INWESTYCJA ZAKWESTIONOWANA PRZEZ UNESCO: Według UNESCO projekt biurowca realizowanego naprzeciwko Zamku Królewskiego w Warszawie powinien zostać zmieniony, ponieważ budynek może zdominować przestrzeń Starego Miasta. Decyzję UNESCO przekazał generalny konserwator zabytków Piotr Żuchowski. Chodzi o działkę naprzeciwko Zamku Królewskiego na rogu ul. Podwale i Senatorskiej, na której powstaje biurowiec.  Inwestycja realizowana jest w bliskim sąsiedztwie Starego Miasta wpisanego na listę światowego dziedzictwa UNESCO. Zaniepokojone inwestycją Centrum Światowego Dziedzictwa w Paryżu, z którym władze Warszawy nie skonsultowały budowy. Pikanterii całej sprawie dodaje fakt, że decyzję zezwalającą na realizację inwestycji bez konsultacji z Centrum Światowego Dziedzictwa w Paryżu podjął stołeczny konserwator zabytków Piotr Brabander. - Mimo że miał na piśmie opinię wydaną przez Narodowy Instytut Dziedzictwa, która mówiła wprost, że tę decyzję należy skonsultować z UNESCO, stołeczny konserwator doszedł do wniosku, że tego nie trzeba konsultować, ponieważ inwestycja nie leży w granicach samego wpisu, lecz na jego granicy (...).
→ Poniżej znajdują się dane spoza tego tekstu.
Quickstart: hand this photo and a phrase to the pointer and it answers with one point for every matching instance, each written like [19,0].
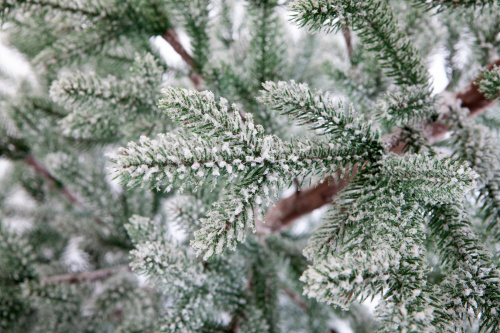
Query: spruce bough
[187,228]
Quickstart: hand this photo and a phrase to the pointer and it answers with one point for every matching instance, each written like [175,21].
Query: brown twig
[39,168]
[173,39]
[287,210]
[295,298]
[89,276]
[31,160]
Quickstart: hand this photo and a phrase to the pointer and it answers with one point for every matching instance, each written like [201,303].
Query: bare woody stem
[173,39]
[89,276]
[40,169]
[287,210]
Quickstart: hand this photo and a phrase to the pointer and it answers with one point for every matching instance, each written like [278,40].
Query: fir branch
[406,105]
[377,28]
[287,210]
[447,4]
[472,278]
[489,84]
[320,112]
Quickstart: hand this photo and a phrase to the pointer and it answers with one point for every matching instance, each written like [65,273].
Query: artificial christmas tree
[201,221]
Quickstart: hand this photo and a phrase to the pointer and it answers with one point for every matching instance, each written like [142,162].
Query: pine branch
[287,210]
[376,26]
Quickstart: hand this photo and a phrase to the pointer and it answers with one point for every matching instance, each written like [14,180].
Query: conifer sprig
[489,84]
[321,112]
[444,4]
[223,145]
[472,279]
[376,26]
[385,214]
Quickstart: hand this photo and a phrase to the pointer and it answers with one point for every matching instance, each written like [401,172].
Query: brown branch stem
[89,276]
[287,210]
[172,37]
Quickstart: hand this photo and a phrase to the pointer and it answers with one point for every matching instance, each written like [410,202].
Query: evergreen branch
[489,84]
[287,210]
[473,278]
[88,8]
[199,112]
[266,50]
[320,112]
[415,179]
[490,196]
[168,266]
[377,28]
[392,227]
[430,180]
[447,4]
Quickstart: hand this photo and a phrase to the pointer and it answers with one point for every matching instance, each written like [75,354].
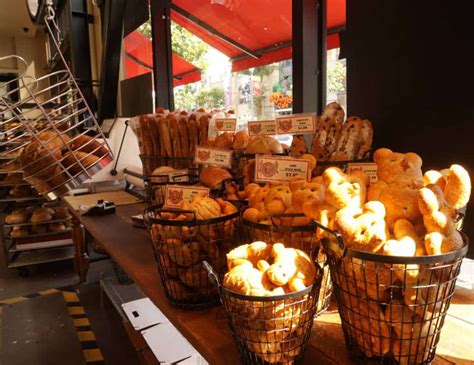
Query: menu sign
[369,168]
[273,169]
[175,195]
[213,156]
[262,127]
[296,124]
[226,124]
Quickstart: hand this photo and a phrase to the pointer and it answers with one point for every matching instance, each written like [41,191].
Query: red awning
[257,25]
[139,60]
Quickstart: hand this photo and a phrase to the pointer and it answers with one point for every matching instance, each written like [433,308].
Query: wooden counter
[207,330]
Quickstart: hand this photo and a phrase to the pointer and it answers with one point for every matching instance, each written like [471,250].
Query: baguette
[365,139]
[153,128]
[165,138]
[147,144]
[203,130]
[174,133]
[184,135]
[193,130]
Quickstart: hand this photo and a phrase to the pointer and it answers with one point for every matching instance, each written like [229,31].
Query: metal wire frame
[70,111]
[270,329]
[392,308]
[180,246]
[302,237]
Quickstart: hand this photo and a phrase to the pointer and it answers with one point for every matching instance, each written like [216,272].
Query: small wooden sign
[175,195]
[280,169]
[296,124]
[262,127]
[226,124]
[213,156]
[370,168]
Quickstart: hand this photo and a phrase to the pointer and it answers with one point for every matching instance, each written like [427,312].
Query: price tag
[296,124]
[226,124]
[262,127]
[280,169]
[175,195]
[369,168]
[174,176]
[213,156]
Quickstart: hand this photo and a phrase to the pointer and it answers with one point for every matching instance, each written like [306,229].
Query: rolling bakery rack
[50,136]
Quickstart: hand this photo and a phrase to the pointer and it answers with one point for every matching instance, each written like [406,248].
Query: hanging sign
[273,169]
[296,124]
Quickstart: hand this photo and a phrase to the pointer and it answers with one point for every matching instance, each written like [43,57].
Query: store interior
[236,182]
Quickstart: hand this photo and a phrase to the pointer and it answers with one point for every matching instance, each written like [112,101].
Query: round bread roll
[86,144]
[241,140]
[212,177]
[264,145]
[56,227]
[17,217]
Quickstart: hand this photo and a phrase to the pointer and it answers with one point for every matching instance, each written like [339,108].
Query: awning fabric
[139,60]
[254,24]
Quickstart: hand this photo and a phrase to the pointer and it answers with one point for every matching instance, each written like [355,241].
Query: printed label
[296,124]
[280,169]
[175,195]
[262,127]
[226,124]
[369,168]
[212,156]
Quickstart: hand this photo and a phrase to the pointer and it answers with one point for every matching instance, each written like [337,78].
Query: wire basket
[150,163]
[181,245]
[270,329]
[283,229]
[46,122]
[392,308]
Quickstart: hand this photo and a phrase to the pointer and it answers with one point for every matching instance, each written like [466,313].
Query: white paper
[167,344]
[143,313]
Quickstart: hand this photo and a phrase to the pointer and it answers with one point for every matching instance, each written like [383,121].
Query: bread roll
[84,143]
[241,140]
[212,177]
[263,145]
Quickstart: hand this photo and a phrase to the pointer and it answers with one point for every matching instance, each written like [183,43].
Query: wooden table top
[207,330]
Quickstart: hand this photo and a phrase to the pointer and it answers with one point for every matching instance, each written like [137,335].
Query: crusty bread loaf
[212,177]
[184,136]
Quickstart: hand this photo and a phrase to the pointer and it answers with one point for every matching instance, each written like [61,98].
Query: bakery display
[273,320]
[203,229]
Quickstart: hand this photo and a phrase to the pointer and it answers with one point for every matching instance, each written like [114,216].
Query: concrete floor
[105,321]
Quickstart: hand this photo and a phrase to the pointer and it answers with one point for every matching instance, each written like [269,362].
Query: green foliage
[336,81]
[183,43]
[212,98]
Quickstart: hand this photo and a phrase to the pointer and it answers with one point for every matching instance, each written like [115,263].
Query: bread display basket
[181,245]
[269,329]
[302,237]
[51,129]
[392,308]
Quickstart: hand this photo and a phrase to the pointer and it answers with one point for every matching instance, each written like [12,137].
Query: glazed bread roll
[264,145]
[241,140]
[84,143]
[212,177]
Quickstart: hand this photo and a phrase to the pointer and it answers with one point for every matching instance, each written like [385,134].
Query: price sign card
[296,124]
[369,168]
[175,195]
[226,124]
[262,127]
[280,169]
[213,156]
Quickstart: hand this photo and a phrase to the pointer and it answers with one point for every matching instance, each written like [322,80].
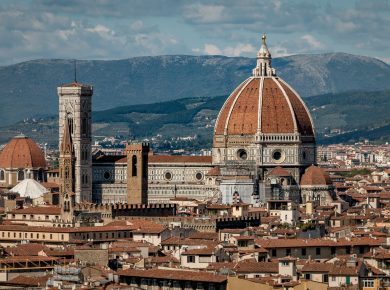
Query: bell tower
[75,102]
[137,173]
[67,169]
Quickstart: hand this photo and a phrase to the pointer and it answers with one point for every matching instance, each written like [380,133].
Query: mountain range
[342,117]
[29,88]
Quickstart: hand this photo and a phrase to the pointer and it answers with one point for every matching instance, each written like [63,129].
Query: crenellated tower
[75,103]
[67,171]
[137,173]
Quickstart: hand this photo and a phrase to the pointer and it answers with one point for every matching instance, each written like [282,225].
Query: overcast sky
[115,29]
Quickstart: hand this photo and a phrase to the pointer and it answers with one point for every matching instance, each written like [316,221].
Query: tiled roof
[246,267]
[25,249]
[279,171]
[22,152]
[298,243]
[179,159]
[215,171]
[317,267]
[315,176]
[204,236]
[50,210]
[201,252]
[174,275]
[282,110]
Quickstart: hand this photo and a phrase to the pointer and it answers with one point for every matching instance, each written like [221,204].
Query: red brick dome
[264,103]
[22,152]
[315,176]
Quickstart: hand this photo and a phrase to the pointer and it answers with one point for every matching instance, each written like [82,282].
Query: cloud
[199,13]
[312,41]
[27,34]
[245,49]
[107,29]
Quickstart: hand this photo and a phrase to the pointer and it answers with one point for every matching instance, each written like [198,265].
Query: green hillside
[356,115]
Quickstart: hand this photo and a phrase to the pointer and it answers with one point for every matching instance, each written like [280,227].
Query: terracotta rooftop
[174,275]
[50,210]
[279,171]
[315,176]
[22,152]
[281,110]
[179,159]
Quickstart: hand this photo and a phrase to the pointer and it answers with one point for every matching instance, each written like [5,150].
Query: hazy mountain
[29,88]
[355,114]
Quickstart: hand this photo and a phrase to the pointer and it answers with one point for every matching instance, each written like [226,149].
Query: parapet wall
[118,210]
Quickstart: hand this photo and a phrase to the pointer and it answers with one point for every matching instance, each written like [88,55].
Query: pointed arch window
[134,165]
[20,175]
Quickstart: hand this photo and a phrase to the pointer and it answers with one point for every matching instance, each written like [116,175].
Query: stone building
[262,125]
[264,140]
[21,159]
[168,177]
[75,103]
[316,186]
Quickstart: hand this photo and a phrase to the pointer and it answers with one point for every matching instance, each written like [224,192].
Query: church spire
[263,66]
[66,143]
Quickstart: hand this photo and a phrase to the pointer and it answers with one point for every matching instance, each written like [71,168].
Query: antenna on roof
[75,72]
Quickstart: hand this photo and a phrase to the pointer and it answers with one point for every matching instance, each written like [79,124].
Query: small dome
[279,171]
[29,188]
[264,104]
[315,176]
[22,152]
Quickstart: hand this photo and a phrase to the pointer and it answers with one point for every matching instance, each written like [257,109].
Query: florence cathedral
[264,140]
[263,149]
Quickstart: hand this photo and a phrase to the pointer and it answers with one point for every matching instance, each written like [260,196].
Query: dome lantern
[263,65]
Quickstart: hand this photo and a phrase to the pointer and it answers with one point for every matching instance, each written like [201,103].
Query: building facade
[264,139]
[75,104]
[21,159]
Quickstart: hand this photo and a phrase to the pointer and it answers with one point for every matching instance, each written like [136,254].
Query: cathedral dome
[22,152]
[315,176]
[264,104]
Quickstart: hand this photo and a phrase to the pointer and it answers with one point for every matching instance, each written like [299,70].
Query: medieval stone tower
[67,169]
[137,173]
[75,106]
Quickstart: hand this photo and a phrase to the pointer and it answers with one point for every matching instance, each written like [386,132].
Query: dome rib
[221,121]
[289,104]
[240,119]
[260,102]
[304,120]
[22,152]
[275,115]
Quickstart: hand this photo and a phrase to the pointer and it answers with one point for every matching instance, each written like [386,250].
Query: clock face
[278,156]
[69,107]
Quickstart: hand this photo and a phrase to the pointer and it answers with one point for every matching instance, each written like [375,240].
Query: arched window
[134,166]
[84,126]
[66,172]
[40,174]
[20,175]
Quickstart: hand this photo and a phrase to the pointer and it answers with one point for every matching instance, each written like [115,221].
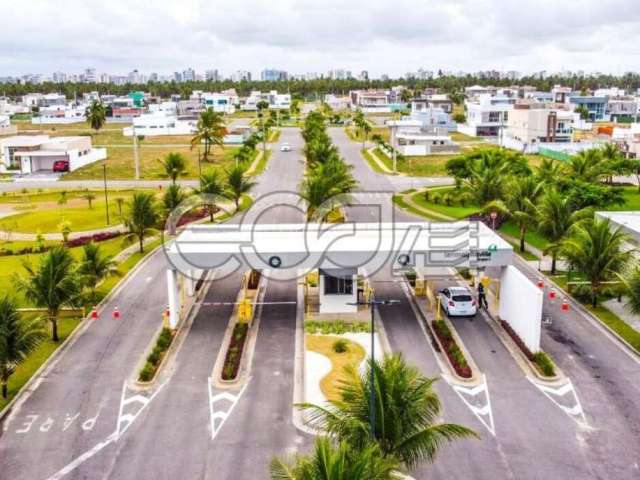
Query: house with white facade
[26,154]
[5,126]
[159,123]
[276,101]
[486,115]
[424,132]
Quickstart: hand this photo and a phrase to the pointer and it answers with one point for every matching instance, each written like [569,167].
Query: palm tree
[211,187]
[555,216]
[597,251]
[96,114]
[95,267]
[406,412]
[331,461]
[142,217]
[238,185]
[211,130]
[18,338]
[53,285]
[174,165]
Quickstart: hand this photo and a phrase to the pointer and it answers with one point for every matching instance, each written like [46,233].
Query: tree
[597,251]
[89,197]
[96,115]
[18,338]
[339,461]
[211,130]
[95,267]
[142,217]
[555,215]
[237,185]
[174,165]
[211,187]
[407,411]
[52,285]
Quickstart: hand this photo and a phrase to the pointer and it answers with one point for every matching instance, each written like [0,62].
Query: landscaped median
[233,361]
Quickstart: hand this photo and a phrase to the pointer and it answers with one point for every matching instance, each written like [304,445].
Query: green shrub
[544,363]
[146,373]
[340,346]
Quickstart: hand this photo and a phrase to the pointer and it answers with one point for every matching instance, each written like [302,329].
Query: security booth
[343,254]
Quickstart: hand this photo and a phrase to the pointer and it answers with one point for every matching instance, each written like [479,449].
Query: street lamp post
[372,303]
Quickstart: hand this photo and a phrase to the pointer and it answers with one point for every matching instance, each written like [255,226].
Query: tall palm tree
[52,285]
[142,217]
[331,461]
[597,251]
[555,216]
[95,267]
[96,114]
[211,130]
[18,338]
[174,165]
[406,413]
[211,188]
[237,185]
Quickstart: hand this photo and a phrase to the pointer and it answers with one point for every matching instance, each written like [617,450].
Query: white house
[30,154]
[159,123]
[5,126]
[486,115]
[273,98]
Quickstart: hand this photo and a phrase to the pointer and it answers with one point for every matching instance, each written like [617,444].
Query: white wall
[521,306]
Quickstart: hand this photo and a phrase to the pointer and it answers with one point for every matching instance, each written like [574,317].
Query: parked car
[458,302]
[61,166]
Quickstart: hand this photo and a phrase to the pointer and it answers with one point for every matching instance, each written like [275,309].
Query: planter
[233,357]
[451,349]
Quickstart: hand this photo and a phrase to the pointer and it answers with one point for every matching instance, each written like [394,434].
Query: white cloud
[303,35]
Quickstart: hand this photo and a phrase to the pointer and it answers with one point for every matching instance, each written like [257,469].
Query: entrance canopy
[345,245]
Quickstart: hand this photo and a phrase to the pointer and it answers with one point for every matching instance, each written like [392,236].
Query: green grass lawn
[26,369]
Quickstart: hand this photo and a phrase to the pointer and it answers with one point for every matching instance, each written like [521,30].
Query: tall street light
[372,303]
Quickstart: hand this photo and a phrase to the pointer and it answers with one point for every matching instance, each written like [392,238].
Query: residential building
[35,154]
[596,106]
[530,123]
[5,126]
[486,115]
[160,123]
[273,98]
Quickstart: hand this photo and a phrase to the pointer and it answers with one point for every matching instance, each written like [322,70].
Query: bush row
[234,353]
[338,327]
[451,348]
[540,359]
[157,354]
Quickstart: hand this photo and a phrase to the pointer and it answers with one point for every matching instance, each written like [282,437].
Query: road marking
[221,415]
[573,408]
[472,398]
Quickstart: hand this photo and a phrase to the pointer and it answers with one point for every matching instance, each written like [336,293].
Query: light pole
[373,303]
[106,197]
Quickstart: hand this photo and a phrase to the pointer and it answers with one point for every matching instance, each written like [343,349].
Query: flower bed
[234,352]
[541,360]
[157,354]
[453,352]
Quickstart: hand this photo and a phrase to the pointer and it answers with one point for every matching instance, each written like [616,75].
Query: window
[338,285]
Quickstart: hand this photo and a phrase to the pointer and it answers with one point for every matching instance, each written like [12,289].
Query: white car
[458,302]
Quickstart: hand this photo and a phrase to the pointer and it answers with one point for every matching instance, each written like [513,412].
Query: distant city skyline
[302,36]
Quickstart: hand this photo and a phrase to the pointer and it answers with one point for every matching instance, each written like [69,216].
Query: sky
[380,36]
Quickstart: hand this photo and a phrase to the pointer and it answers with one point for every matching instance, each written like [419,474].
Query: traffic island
[233,363]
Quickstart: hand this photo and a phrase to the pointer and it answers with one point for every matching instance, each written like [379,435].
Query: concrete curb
[249,348]
[25,391]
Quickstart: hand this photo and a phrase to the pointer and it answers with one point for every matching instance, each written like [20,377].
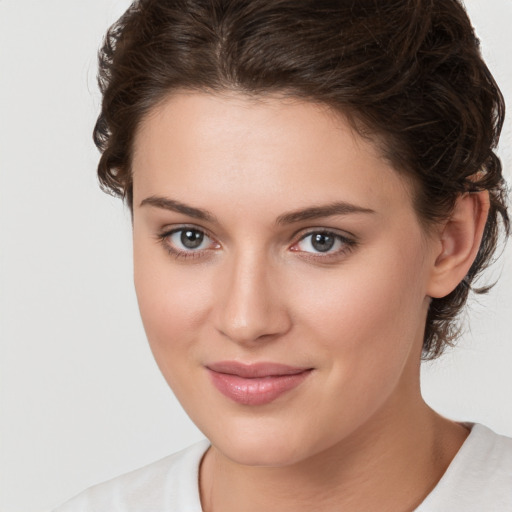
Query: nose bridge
[252,307]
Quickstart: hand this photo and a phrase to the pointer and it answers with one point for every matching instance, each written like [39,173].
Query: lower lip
[256,391]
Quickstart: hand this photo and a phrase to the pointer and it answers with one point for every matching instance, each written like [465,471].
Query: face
[281,273]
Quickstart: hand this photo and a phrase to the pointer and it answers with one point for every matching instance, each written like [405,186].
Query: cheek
[172,303]
[369,311]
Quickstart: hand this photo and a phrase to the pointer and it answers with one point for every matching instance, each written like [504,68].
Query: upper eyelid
[295,238]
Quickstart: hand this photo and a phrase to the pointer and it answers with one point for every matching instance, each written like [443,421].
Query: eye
[323,242]
[187,242]
[189,239]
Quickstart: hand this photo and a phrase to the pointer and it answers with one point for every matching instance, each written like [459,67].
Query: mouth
[255,384]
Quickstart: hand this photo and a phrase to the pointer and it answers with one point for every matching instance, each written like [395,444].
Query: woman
[314,190]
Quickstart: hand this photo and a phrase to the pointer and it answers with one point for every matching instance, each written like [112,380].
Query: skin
[356,434]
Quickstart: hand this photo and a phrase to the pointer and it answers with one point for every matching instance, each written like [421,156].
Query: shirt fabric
[479,479]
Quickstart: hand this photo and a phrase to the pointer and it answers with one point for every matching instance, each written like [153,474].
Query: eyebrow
[175,206]
[313,212]
[317,212]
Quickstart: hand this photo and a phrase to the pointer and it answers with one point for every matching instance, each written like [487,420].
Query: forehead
[241,149]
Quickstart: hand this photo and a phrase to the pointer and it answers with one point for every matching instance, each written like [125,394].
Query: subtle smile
[255,384]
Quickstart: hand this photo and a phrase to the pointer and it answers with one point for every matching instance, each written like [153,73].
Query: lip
[257,383]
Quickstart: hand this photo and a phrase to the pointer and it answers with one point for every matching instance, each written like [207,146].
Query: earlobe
[459,243]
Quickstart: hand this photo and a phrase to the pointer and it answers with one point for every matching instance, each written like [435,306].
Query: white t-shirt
[479,479]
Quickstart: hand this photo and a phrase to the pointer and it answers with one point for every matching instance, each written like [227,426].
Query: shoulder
[479,477]
[170,484]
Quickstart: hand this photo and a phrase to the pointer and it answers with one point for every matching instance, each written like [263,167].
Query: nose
[250,306]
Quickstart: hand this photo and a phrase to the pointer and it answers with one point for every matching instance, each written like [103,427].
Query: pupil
[191,239]
[322,242]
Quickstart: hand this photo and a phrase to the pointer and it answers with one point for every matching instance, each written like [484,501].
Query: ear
[459,239]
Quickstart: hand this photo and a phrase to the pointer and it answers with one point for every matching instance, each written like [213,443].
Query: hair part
[408,74]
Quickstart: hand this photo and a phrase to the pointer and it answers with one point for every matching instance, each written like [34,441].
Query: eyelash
[348,244]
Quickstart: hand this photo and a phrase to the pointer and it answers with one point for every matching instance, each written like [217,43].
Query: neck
[390,464]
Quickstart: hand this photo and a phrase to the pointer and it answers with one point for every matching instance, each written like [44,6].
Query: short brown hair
[408,73]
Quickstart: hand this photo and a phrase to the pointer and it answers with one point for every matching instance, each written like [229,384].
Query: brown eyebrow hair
[313,212]
[175,206]
[317,212]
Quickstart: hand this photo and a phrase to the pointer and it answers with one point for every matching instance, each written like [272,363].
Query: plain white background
[81,398]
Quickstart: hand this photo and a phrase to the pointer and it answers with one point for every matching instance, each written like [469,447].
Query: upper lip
[255,370]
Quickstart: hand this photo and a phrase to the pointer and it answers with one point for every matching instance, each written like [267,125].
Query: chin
[266,448]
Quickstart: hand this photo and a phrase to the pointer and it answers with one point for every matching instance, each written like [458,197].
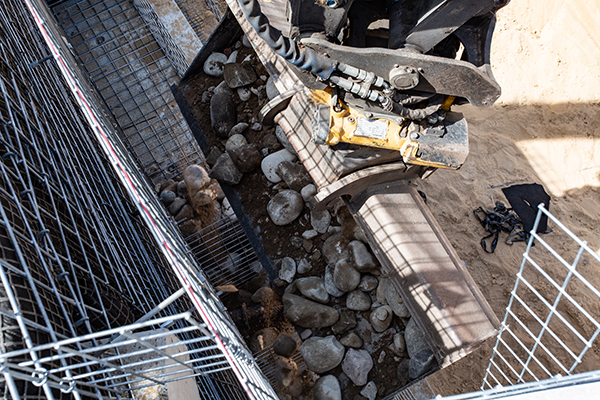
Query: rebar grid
[79,263]
[133,75]
[552,318]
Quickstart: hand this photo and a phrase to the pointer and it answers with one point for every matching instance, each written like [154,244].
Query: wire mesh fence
[99,296]
[553,316]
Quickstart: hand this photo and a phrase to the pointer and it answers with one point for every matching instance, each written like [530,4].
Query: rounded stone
[214,64]
[322,354]
[285,207]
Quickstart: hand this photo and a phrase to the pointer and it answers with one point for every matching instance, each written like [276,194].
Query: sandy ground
[544,129]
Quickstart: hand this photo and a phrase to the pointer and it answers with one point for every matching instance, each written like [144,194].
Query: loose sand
[544,129]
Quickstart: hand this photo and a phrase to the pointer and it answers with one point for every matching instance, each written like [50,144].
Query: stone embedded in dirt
[335,248]
[345,277]
[392,298]
[346,322]
[284,345]
[327,388]
[308,192]
[271,89]
[369,391]
[214,64]
[414,338]
[246,157]
[232,57]
[213,156]
[270,163]
[244,94]
[262,339]
[237,75]
[351,340]
[398,346]
[313,288]
[294,175]
[176,205]
[288,269]
[328,281]
[235,141]
[307,313]
[420,363]
[381,318]
[358,300]
[225,170]
[356,365]
[238,129]
[310,234]
[361,258]
[222,113]
[167,197]
[283,139]
[285,207]
[320,220]
[322,354]
[368,283]
[264,295]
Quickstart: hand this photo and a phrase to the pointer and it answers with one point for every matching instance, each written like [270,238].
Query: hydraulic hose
[305,59]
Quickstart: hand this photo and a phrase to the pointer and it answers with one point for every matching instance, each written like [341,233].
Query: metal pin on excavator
[366,95]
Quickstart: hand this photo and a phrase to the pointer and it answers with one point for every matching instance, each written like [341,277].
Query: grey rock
[234,142]
[356,365]
[271,88]
[313,288]
[270,163]
[238,129]
[225,170]
[346,322]
[237,75]
[328,280]
[310,234]
[213,156]
[222,113]
[393,299]
[327,388]
[244,94]
[214,64]
[361,258]
[322,354]
[308,192]
[285,207]
[284,345]
[368,283]
[167,197]
[420,363]
[294,175]
[246,157]
[358,300]
[345,277]
[320,220]
[287,271]
[308,314]
[263,295]
[335,248]
[186,212]
[304,266]
[381,318]
[283,139]
[176,205]
[369,391]
[414,338]
[351,340]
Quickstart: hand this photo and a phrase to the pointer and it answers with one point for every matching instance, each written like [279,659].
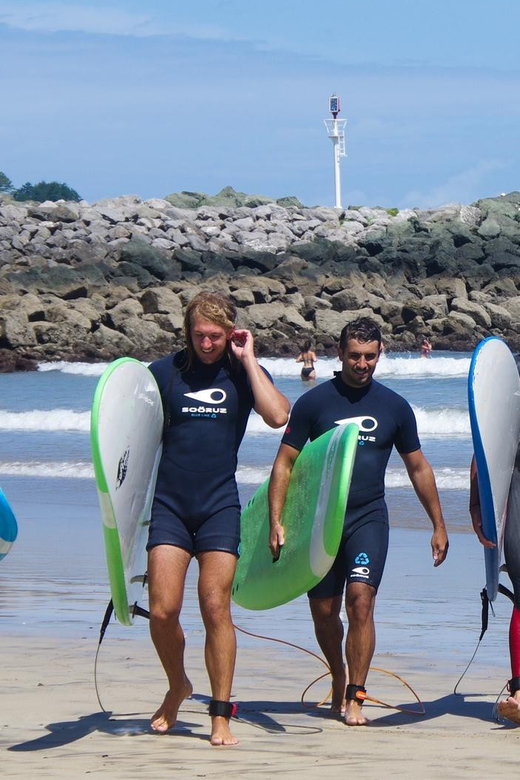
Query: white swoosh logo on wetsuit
[366,424]
[214,395]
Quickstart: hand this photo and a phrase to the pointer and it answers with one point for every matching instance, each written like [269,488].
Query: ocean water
[54,579]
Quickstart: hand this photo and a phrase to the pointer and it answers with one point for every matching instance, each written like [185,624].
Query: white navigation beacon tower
[336,132]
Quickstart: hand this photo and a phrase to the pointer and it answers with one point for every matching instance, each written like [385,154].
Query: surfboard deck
[8,526]
[494,411]
[313,517]
[126,436]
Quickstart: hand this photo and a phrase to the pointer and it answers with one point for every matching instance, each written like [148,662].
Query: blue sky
[123,97]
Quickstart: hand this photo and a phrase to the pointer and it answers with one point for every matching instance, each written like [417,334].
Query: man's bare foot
[510,709]
[354,714]
[166,716]
[221,733]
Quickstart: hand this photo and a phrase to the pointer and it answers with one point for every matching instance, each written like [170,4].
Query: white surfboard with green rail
[313,517]
[126,436]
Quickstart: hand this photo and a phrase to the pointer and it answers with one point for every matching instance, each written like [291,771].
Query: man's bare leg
[360,645]
[217,570]
[329,634]
[167,567]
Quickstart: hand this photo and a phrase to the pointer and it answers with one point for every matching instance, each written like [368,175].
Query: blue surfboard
[8,526]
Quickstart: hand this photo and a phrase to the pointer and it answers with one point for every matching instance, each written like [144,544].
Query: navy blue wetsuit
[385,420]
[196,504]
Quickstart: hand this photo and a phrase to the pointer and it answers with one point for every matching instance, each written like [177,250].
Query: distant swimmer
[308,358]
[426,348]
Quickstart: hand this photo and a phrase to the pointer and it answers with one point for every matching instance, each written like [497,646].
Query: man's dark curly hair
[363,329]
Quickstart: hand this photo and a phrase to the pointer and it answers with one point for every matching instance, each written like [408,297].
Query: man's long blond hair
[212,306]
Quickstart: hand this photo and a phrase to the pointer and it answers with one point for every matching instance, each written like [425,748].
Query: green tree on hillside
[46,190]
[6,185]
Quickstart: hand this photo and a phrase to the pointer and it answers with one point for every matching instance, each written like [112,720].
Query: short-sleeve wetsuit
[196,504]
[385,420]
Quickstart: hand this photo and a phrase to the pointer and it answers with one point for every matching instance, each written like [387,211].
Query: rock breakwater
[82,281]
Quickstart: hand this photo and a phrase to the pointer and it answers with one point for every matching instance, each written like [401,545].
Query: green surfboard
[126,436]
[313,517]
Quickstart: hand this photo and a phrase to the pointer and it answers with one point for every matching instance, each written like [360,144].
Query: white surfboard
[126,436]
[494,409]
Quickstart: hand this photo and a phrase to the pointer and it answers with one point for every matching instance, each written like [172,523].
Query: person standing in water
[208,390]
[308,358]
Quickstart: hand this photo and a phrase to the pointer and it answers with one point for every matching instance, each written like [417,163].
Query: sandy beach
[52,724]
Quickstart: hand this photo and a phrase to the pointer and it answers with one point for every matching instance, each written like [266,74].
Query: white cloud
[462,187]
[64,17]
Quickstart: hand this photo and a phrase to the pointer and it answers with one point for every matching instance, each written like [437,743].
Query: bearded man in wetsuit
[385,420]
[208,390]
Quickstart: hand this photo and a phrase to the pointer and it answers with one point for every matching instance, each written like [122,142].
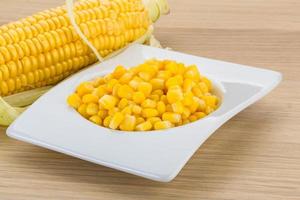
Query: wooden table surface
[256,155]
Jednak faktem nie skonsultowania z UNESCO projektu wcale nie przejmuje się Wojewoda Mazowiecki. 18 marca wydał postanowienia o odmowie wszczęcia postępowania ws. stwierdzenia nieważności i wstrzymania wykonana decyzji Prezydent M. St. Warszawy z dn. 16 kwietnia 2012 w/s zatwierdzenia projektu budowlanego i udzielenia pozwolenia na budowę inwestorowi Senatorska Investment. Z takimi wnioskami wystąpiło 5 listopada ubr. Stowarzyszenie Interesu Społecznego "Wieczyste". W uzasadnieniu odmowy wstrzymania wykonania decyzji, Wojewoda stwierdził, że analiza zgromadzonego materiału dowodowego prowadzi do konstatacji, iż nie zachodzi prawdopodobieństwo, że decyzja jest dotknięta którąkolwiek z kwalifikowanych wad prawnych przewidzianych art.156§1 kpa. Wojewoda Mazowiecki zatem nie dostrzegł żadnego naruszenia prawa, ale czego można było po nim oczekiwać innego. Wszak władzom nie zależy ani na prawidłowości procedur prawnych, ani na charakterze urbanistycznym miasta.
zob. http://serwis21.blogspot.com/2014/03/podwale-1-wojewoda-odmawia-stwierdzenia.html oraz


MINISTERIALNA WRAŻLIWOŚĆ NA NIEPEŁNOSPRAWNYCH: Jak pisze "SuperExpress" - Rządowy pełnomocnik do spraw niepełnosprawnych Jarosław Duda pełni swoją funkcję od 2007 roku. Zarabia miesięcznie około 12,5 tys. zł, czyli do tej pory otrzymał ponad milion zł za swoją pracę. Ale do rodziców dzieci niepełnosprawnych, którzy od ponad tygodnia protestują w Sejmie, nawet się nie pofatygował.  Pytamy zatem, czemu utrzymuje się stanowisko za 12,5 tys. zł miesięcznie (+inne wydatki biurowe), skoro pan minister dla niepełnosprawnych robi powiedzmy niewiele i nawet nie ma ochoty by z nimi się spotkać. Czy te pieniądze wydatkowane na pana ministra i jego biuro, nie należało raczej przeznaczyć na opiekę nad niepełnosprawnymi, zwłaszcza że przecież istnieje także inna instytucja d/s niepełnosprawnych - tj. Państwowy Fundusz Rehabitacji Osób Niepełnosprawnych (PFRON).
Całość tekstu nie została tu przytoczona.